Green makes his runs in a $15 straw hat that’s become something of a trademark for him. Other runners call him “Cowboy.” He laughs: He’s a city slicker.

He grew up in New Jersey, and wrestled and rowed crew at Columbia University. He began his career as a broker on Wall Street, then started a investment reporting company that was acquired by a large software company. Looking for warmer weather — his wife, Monica, is from Brazil — he moved to Jacksonville Beach 17 years ago. He’s an entrepreneur who’s started several companies and has some real estate holdings.

He found they suited him: Triathlons were competitive, but the long runs are “community-driven.” “They didn’t feel like contests. They felt like family. ‘Hey, we’re all trying to do something that’s really out there, and let’s do this together, have some fun, bring some meaning to our lives.’”

Green is athletic, but said he’s not a runner, not someone who glides effortlessly through a run.

“I am a plodder, but I want to this,” he said. “I have a strong mind and a strong will and I know what I need to do. It’s not about being the fastest.”

Toward the end of a run, it becomes as elemental as having the will to just keep putting one foot in front of the other.

“You’re hallucinating,” he said, “and you’re not able to add 1-plus-1 because your mind is shutting down to preserve energy for critical life functions. Oh yeah.”

His wife teases him good-naturedly about his obsession. But it’s just part of him, she said: “He cannot live without challenges. So he’s always trying to find something more difficult.”

“Through that process, of going deep, and tearing back the layers of who you are and how you think, you almost find a very peaceful moment in all of that,” he said. “And when you come out the other side, it’s almost a cleansing.”

•••

In 2013, Green had just finished a relatively short race, the Boston Marathon. After charging his phone at a nearby store, he was walking back to the finish line when two bombs exploded near him, killing three people, injuring many more. As bystanders fled in terror, Green pulled out his phone, took a quick photo, and ran to help.

He remembers a shoe to one side with a foot in it. He remembers a young woman missing a leg, and the EMT who grabbed a fleeing man, tore off the man’s belt and used it as a tourniquet on the woman. He remembers sitting down next a dazed man, just talking with him until firefighters came.

Green became part of the news that day: It turned out his photograph had captured a clear image of bombing suspect Dzhokhar Tsarnaev, wearing a white baseball cap backwards, leaving the carnage. Green shared the photo with the FBI, which encouraged him to share it widely. It soon went viral online, which led the New York Times and other outlets to reach out to him. Days later, Tsarnaev was captured after his brother, the other suspect, was killed in a shootout.

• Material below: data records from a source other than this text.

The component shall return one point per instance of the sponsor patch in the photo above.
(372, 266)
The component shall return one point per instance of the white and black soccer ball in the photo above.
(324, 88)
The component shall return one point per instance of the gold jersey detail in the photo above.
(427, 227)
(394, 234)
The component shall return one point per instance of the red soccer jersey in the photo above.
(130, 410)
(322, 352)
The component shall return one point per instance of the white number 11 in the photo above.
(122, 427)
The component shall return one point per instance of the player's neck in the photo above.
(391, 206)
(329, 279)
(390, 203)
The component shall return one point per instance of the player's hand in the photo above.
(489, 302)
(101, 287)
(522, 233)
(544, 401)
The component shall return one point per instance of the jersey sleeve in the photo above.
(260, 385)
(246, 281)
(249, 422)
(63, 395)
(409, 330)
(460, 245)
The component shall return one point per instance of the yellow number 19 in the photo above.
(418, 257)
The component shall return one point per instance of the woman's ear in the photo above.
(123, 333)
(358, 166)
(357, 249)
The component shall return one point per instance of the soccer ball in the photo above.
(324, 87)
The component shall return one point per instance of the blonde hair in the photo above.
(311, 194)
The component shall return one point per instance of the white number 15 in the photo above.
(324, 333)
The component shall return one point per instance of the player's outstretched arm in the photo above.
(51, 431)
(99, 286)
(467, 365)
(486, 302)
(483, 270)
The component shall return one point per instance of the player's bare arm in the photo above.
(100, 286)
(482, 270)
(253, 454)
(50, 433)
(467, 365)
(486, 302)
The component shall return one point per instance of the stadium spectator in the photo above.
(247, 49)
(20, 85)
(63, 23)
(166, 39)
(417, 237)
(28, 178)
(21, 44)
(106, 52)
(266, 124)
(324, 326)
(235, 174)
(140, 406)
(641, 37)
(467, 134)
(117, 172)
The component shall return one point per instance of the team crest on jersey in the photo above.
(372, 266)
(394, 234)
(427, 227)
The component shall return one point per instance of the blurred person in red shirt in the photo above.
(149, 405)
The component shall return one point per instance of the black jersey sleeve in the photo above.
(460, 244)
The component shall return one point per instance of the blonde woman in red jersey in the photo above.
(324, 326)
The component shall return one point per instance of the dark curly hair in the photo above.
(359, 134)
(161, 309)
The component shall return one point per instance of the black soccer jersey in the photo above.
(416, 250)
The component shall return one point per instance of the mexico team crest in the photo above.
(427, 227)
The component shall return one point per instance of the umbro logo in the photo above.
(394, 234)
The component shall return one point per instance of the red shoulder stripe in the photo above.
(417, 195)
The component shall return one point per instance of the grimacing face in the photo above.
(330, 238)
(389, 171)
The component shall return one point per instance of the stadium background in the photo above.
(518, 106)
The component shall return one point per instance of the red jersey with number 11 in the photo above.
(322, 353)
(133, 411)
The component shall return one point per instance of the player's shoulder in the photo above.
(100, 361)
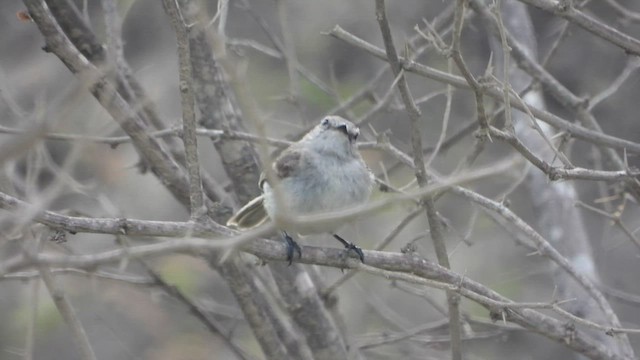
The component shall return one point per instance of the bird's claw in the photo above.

Green was deeply affected by what he saw that day, though he went back to run the marathon a year later. Actually, he started earlier than most that morning, running from the finish line to the start, then from start to finish, all over again.

Green has gone to run in Brazil six times, finishing a 135-mile run through the jungle and mountains. Twice he’s combined that run with a longer, multi-day trek of some 375 miles, along the Camino de Fe, a pilgrim’s trail through the countryside.

Stray dogs often join runners along the way, but in 2018 one dog — severely emaciated, sickly, ridden with ticks and heartworms — was especially persistent. He joined Green and his group and stayed with him for about 140 miles, somehow keeping up.

They lost track of each other, though, after Green sought medical care for his ravaged feet. Four hours later, in the middle of the night, Green was trudging through the mountains when the dog appeared at his side and stayed, for good this time.

After Green arranged for a vet and paid $3,000 to a pet transporter, the dog has filled out to 65 pounds. He now shares a house in Marsh Landing with three other dogs.

Green calls him Lucky, and said Lucky still stays close to him, looking at him, as if asking when they will run next.

He wonders: Why did Lucky follow him? Why do they have this connection? Green, who’s not religious, not a believer in the supernatural, doesn’t know for sure. But he has a theory.

“These running adventures take you to the edge, and magical things happen.”